Wednesday, August 15, 2018

TABLE TALK



As a young man I ate plenty of “Table Talk” pies.
They were tasty and plentiful in New England. At the time, my interest was mostly in the contents, not the label printed on the box.


The company’s web site says nothing about the name’s origin.  Historically, conversations around the table have a noble heritage.  Plutarch wrote about the “dinner of the seven wise men.” One of Plato’s most famous dialogues is the Symposium, a conversation after dinner, a time when, as was the custom, drinking of wine and conversing were the central activities.  (“Symposium” literally means “drinking together.”) Martin Luther’s home was a hospitable place where associates would drop in.  Conversations around that table were recorded and published as “Table Talk.


Food and conversation are associated with that most versatile of human organs, the tongue.  The tongue that tastes and the tongue that talks come together at the table. The novelist Madeleine L’Engle, describing her first date with the man she would marry, highlights the intersection: “Hugh and I sat over our hamburgers and milkshakes till nearly two in the morning.  ..We had talked for ten hours without noticing the time passing.”


Good conversation, like good tasting, requires attentiveness.  Attentiveness, in turn, involves a certain amount of care for, and consideration towards, participants.
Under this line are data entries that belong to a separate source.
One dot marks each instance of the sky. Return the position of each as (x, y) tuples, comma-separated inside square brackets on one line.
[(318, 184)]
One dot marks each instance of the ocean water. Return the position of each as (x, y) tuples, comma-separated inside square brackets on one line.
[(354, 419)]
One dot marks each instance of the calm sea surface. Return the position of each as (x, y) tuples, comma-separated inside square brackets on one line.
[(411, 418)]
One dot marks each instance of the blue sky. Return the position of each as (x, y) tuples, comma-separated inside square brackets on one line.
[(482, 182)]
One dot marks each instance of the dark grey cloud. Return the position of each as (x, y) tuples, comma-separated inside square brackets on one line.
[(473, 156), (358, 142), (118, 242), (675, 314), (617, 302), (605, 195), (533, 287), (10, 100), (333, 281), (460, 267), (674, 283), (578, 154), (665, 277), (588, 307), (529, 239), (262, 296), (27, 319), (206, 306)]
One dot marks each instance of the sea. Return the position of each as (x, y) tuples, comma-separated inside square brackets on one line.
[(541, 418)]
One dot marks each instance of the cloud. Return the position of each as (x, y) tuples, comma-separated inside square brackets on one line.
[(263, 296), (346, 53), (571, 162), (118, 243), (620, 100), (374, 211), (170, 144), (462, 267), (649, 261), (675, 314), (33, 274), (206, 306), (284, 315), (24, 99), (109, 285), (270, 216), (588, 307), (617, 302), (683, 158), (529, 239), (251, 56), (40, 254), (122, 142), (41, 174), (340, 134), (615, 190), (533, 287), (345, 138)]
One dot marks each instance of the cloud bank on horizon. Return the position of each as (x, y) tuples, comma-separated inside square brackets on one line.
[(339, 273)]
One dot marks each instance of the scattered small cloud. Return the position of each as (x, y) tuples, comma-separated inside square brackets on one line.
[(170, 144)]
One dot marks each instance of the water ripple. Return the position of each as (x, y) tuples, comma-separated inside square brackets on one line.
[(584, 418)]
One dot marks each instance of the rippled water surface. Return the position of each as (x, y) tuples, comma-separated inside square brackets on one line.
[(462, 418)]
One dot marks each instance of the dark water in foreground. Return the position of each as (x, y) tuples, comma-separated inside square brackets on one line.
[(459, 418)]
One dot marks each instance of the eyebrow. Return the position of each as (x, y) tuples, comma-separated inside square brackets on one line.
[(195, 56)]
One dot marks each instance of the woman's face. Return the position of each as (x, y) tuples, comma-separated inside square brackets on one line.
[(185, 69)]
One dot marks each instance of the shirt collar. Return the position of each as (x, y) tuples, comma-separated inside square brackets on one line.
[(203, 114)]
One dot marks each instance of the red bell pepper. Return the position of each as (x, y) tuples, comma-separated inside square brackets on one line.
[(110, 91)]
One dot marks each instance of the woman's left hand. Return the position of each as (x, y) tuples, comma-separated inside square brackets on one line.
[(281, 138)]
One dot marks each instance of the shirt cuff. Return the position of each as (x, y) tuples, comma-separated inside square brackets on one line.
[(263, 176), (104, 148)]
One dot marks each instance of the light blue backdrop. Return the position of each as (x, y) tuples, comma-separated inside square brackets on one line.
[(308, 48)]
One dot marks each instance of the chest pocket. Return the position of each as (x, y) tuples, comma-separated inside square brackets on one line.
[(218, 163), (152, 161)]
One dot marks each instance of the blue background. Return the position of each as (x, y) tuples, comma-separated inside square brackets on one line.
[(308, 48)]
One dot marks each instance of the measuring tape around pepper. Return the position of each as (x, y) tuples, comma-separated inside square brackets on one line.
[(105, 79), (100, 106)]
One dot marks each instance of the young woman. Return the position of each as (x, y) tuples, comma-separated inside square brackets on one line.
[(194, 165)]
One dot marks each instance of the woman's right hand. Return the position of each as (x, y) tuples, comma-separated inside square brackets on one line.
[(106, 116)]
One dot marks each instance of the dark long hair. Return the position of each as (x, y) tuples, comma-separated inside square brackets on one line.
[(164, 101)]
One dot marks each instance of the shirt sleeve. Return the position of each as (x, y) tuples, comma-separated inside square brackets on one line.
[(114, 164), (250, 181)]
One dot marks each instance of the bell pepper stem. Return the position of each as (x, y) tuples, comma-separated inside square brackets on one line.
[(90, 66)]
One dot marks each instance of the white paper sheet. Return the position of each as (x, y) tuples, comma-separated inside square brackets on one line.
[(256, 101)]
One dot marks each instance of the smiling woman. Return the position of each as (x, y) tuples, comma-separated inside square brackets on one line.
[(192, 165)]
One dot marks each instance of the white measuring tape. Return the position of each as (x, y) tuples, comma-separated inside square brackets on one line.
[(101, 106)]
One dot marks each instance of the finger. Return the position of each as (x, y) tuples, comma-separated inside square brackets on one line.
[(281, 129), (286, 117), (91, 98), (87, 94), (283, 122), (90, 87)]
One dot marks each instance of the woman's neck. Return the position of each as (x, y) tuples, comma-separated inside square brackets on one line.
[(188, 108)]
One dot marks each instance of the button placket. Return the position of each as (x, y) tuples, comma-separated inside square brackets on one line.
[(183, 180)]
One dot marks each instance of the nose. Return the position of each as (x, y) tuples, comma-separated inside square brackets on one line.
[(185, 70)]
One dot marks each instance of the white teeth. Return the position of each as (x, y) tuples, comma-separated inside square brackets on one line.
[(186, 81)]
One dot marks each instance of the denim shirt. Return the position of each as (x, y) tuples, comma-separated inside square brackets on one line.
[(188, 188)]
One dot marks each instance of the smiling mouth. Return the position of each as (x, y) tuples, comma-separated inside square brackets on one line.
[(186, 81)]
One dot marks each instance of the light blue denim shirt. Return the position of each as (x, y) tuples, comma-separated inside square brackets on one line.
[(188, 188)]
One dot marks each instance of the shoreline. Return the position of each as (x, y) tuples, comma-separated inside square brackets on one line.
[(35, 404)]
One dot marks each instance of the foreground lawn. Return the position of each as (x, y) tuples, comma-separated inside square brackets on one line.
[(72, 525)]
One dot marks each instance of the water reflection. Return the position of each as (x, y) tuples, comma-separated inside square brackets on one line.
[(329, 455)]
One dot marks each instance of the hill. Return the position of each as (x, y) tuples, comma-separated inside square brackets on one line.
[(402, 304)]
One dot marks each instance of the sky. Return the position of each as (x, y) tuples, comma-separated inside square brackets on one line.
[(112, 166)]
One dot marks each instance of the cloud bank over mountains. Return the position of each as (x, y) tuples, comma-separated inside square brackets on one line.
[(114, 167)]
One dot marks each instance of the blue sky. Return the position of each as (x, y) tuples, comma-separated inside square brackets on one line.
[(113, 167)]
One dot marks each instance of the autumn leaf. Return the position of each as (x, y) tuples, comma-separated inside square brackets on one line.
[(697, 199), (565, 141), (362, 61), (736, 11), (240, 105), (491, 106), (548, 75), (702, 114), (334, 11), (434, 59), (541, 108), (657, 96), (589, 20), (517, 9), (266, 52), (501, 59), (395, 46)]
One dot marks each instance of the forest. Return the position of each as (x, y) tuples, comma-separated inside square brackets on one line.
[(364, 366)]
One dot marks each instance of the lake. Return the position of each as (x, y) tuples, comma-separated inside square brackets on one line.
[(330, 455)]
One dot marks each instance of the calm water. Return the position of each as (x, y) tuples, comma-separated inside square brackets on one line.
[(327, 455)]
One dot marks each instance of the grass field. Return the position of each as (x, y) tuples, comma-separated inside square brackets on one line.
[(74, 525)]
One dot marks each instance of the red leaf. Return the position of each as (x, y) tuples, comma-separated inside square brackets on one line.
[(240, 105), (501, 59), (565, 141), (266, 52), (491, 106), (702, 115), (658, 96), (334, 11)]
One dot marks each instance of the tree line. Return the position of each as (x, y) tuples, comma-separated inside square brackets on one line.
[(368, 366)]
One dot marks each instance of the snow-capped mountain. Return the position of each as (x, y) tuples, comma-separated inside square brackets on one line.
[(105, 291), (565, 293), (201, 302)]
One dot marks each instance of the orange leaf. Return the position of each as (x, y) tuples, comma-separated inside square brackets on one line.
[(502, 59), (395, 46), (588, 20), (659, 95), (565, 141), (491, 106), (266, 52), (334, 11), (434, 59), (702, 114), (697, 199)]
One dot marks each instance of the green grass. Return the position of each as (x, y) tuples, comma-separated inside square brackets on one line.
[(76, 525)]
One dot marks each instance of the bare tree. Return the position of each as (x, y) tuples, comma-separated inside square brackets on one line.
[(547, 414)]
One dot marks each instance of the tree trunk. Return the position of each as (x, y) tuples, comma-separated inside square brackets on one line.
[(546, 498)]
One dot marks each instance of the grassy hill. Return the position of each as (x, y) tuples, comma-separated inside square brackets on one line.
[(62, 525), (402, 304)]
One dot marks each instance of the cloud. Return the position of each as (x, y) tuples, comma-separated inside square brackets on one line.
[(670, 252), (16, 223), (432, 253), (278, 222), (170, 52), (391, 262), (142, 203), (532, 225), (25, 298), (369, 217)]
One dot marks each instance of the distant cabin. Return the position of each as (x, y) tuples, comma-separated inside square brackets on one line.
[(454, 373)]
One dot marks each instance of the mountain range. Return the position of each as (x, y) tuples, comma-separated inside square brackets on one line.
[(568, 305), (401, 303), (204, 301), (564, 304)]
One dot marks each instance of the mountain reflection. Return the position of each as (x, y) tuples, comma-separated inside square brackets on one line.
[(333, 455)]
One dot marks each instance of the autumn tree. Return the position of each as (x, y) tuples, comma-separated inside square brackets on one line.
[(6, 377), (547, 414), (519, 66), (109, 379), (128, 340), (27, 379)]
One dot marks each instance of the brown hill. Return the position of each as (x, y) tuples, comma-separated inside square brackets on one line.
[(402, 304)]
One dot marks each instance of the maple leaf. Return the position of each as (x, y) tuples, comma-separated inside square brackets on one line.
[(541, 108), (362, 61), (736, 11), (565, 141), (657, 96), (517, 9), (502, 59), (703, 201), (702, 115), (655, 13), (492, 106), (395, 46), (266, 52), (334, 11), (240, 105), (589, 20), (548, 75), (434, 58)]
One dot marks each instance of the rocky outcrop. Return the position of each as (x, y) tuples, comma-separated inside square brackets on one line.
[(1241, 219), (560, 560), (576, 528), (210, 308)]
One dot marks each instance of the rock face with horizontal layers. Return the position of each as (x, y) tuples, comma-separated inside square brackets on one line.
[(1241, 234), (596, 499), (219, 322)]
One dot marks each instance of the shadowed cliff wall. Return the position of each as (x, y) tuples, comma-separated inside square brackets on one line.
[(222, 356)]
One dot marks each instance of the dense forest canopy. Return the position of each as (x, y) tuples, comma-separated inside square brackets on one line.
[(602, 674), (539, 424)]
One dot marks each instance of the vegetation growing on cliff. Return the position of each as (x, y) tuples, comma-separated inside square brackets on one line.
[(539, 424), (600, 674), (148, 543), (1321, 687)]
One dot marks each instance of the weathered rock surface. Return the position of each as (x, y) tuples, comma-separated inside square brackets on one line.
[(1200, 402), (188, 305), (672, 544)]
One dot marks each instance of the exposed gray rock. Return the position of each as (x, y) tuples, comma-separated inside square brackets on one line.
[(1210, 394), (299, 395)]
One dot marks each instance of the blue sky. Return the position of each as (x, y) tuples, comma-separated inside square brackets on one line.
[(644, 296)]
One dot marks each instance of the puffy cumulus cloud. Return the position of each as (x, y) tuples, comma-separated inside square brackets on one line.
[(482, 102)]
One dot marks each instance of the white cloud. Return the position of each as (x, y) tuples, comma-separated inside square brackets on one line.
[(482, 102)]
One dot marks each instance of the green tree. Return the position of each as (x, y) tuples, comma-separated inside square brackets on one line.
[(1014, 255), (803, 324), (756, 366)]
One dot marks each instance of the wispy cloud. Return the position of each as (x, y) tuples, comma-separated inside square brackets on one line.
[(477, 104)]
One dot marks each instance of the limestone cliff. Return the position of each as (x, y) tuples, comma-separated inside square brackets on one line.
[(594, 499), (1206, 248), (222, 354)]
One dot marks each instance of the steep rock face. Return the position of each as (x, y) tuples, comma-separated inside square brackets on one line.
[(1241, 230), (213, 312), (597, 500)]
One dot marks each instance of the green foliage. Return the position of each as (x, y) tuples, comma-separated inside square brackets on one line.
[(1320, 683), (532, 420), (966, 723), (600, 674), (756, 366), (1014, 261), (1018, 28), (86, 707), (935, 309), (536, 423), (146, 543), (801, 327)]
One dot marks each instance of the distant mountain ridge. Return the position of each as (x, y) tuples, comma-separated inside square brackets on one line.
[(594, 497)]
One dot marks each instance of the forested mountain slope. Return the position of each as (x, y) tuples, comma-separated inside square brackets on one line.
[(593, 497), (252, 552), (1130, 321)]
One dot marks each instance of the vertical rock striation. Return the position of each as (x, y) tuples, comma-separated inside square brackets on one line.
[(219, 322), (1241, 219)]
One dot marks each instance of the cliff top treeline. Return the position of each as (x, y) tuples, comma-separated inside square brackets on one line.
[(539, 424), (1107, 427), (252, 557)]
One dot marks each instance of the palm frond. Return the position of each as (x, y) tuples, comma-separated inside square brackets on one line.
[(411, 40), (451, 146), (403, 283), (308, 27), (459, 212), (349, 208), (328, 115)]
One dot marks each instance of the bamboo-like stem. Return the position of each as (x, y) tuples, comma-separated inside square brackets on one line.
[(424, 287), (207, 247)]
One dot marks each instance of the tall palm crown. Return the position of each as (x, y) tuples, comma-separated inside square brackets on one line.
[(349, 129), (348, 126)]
Distraction, interruption,  and inattentiveness sound the death knell of a good conversation.


Attentiveness and its absence sort of mark the difference between an earlier time (say from Plato to the late 20th century) and ours.  It’s not that humans have changed. but our technology has. Here is a
contemporary image: a table, or it could be a park or a living room; a parent and a child. The parent's attention is given to the glowing rectangle, not to the child.  It's a scene with multiple iterations.


When it comes to the shared meals, L’Engle’s first date would today face challenges:  phone beeps, the
temptation to check texts and emails, instagram, snapchat; to answer a phone call immediately.  The practice of phone use is so common that a word “phubbing” has been invented to describe being snubbed by someone else’s use of a phone.


The problem has occasioned attempted remedies. There is a game in which whoever checks a smartphone picks up the checks for everyone at the table. There is also an invention meant to discourage phone use at mealtime.

Two of our tongues, the tasting and the talking ones, once coordinated quite naturally. The tasting tongue reinforced the talking tongue in fostering affiliations. (And, as with L'Engle, often led to a third tongue, the erotic one).

The link was easy because the table itself symbolized a locus of intersections.  Food comes from somewhere.  Its roots are in the natural world, which, in turn, depends on sun, rain, worms, ants bacteria for fertile soil.  There are also dependencies and connections to those who plant, tend to, harvest, package and ship food, not to mention those who cook and clean up. The table thus offers itself as a suitable place for adding connections by complementing the natural ones with new affiliations centered around conversations. 

This presents a contemporary problem.  Attentiveness, heedful concern, care for others, these rank high in a world where personal categories dominate.  In our world, one which worships efficiency, convenience and control, the older modes of interaction fade to the periphery.

When table talk offers little more than bursts of words between bouts of smartphone concentration, we tend, as Sherry Turkle points out, to lose both vulnerability and the ability to empathize, two important ingredients for interpersonal relations.  

Traditional table talk, combining our tasting and talking tongues, requires us to accept a certain level of vulnerability. Its face to face setting prizes our ability to empathize, that is, to read moods, emotions, responses. 

In the old "Table Talk," dependence, vulnerability, and empathy were much in evidence.  Today, these have been displaced by efficiency, convenience and control--trends reinforced by our technology.  Neither the tasting tongue nor the talking tongue can thrive in this context.